A Global Perspective on the Subtle Politics of (Un) Popular Music
The canon of Western art music is often perceived as a benchmark for musicological expertise that defines scholarly worthiness. Such worthiness is thereby, subtly, denied to popular and non-western musics. Thus, the canon becomes a tool of social distinction (Bourdieu 1984) and privileges the narrative of the individual genius (Elias 1993). Even though this exclusionary focus is increasingly seen as outdated, engagement with both popular and non-Western musics is still quite marginalized.
In former colonized countries of the Global South such as South Africa, cultural Eurocentrism in music education persists.
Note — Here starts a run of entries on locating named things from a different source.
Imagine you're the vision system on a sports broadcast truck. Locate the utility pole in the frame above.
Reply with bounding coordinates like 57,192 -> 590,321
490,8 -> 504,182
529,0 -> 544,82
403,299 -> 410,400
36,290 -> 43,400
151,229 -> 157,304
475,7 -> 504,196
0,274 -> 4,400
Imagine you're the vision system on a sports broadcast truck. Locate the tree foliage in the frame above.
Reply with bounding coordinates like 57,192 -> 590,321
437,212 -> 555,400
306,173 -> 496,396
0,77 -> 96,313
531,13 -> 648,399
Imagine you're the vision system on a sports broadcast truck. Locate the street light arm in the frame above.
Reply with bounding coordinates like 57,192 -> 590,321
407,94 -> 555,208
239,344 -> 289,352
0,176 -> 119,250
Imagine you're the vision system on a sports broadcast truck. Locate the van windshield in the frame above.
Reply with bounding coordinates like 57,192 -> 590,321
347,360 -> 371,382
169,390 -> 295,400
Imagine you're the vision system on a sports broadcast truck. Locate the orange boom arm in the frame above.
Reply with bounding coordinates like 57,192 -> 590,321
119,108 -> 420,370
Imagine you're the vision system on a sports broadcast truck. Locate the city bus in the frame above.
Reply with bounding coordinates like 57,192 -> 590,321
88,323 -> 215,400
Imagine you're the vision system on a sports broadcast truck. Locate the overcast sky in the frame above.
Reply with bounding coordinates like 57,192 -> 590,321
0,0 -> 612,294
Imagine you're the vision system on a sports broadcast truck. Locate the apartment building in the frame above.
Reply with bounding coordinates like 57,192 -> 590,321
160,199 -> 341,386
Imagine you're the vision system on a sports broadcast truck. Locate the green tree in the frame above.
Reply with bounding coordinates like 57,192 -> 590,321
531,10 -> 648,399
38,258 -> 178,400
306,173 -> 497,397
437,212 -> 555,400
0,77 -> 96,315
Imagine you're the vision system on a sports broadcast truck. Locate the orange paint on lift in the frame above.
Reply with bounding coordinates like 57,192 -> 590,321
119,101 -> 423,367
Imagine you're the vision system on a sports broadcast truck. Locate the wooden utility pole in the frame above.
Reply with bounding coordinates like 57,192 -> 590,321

Musicological curricula marginalize local popular musics despite their meaningfulness for the country’s inhabitants, and in some cases their role in the struggle against apartheid. This marginalization is surprising, given the increasing popularity of Amapiano or songs such as “Jerusalema”. This cultural Eurocentrism in music education has been identified as one motivation for students to join the 2015 “Rhodes Must Fall” protests (Daniel 2021: 18). Protesters not only criticized the fact that monuments of colonizers such as Cecil Rhodes ‘decorate’ South African university campuses and the economic- and culture-based exclusion of non-white South Africans from scientific research; they also found fault with the continual domination of musicological curricula by the canon of Western art music.
The centrality of the canon in curricula of historical sociology entails the extensive exclusion of people commonly seen as female, queer and non-white (Bloß 2006). Building on these insights, we furthermore question the gendered and racialized marginalization of popular and non-Western musics.